The sound effects and music are good. You’ll get the standard engine and water splashing sounds and thuds when hitting a wall or another boat. The announcer will let you know when you’ve beat a lap time, how many laps remain in the race, and will throw in his two cents worth when you embarrass yourself by submerging after a jump. This game contains a dance music soundtrack that will sometimes start with the race, fade in halfway through other races, and partially annoy you with the repetitive singing. The songs are user selectable (if enabled in the options) before a race.
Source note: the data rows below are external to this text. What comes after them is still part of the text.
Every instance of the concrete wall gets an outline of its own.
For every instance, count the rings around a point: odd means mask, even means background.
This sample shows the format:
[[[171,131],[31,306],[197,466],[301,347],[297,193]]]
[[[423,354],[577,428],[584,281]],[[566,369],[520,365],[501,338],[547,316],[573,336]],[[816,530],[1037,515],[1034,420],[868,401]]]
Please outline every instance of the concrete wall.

All the sounds can be disabled in the options menu if desired.
Pentium 120MHz or higher, Windows 95 with DirectX 5.0 or newer (included on disc), 16 MB RAM, 130 MB hard drive space, 2X CD-ROM drive or faster, DirectX certified sound card, 1 MB DirectX certified video card, 100 percent Windows 95 compatible keyboard and mouse. 100 percent Windows 95 compatible joystick or steering wheel (recommended).
Game recommendations (from manual): Steering wheel and pedal setup
Reviewer’s recommendations: Don’t even bother with this game until you have invested in a good 3D accelerator card or a combo video card that supports the 3D effects really well.
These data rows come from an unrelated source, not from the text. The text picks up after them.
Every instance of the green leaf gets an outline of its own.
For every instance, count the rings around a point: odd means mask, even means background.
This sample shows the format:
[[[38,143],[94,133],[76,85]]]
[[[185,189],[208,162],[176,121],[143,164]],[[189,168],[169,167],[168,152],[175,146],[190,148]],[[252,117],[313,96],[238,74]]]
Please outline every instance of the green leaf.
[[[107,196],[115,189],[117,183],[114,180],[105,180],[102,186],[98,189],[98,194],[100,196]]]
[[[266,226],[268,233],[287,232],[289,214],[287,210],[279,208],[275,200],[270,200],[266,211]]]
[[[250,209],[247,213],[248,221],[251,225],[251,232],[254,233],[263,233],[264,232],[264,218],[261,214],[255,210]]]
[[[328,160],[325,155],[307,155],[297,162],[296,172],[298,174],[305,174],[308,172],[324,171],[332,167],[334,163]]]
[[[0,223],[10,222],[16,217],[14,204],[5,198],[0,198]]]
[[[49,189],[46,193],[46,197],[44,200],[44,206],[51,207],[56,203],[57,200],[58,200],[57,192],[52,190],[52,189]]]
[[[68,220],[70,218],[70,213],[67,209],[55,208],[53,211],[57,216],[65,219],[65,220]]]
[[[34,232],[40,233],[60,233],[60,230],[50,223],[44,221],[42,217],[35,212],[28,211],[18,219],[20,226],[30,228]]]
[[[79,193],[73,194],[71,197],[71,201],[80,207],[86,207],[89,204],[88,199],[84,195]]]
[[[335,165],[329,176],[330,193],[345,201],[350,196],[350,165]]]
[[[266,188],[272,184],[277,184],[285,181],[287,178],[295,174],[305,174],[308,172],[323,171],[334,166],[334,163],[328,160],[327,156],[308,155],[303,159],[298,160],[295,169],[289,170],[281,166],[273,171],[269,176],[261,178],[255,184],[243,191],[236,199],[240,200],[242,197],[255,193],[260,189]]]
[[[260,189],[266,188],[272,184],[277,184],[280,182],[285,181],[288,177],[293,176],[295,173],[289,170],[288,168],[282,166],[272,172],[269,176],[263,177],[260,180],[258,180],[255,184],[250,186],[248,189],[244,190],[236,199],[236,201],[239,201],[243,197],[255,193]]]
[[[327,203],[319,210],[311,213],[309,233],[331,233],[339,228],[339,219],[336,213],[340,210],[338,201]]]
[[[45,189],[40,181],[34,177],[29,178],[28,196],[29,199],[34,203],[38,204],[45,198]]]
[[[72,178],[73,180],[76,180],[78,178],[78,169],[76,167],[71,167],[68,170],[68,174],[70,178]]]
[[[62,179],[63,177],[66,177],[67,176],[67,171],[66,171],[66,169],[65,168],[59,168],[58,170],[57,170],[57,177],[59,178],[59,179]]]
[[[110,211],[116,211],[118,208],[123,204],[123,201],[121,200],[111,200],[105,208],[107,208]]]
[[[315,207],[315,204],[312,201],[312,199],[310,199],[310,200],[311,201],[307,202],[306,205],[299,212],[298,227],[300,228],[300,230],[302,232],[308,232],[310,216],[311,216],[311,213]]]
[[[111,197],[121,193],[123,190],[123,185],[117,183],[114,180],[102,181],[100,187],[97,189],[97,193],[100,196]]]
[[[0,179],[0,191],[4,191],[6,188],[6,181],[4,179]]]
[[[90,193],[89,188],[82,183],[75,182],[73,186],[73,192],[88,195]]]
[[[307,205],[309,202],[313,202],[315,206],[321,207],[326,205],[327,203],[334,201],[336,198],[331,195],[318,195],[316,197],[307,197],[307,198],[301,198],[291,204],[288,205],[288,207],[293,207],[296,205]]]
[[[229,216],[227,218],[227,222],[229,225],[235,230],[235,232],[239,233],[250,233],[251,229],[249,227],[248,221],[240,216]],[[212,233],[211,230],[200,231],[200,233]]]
This comes in the form of "VR Sports Powerboat Racing Magazine." It is 23 pages of tips, tricks, reader’s letters, racetracks, and game instructions (which are simple and straightforward). For an instruction manual, it is actually quite entertaining and does contain some helpful hints for playing this game. If you never read documentation, you may want to change your ways -- who knows, you might even learn something…
This game is very similar to the VR-style racing games you see these days in the arcade -- in fact, it wouldn’t surprise me to end up finding this in an arcade at some point. Despite no damage and touchy controls, this game is a blast and is sure to please anyone that is into arcade style racing games and even some that aren’t, due to its incredible 3D eye candy -- if you have a 3D card.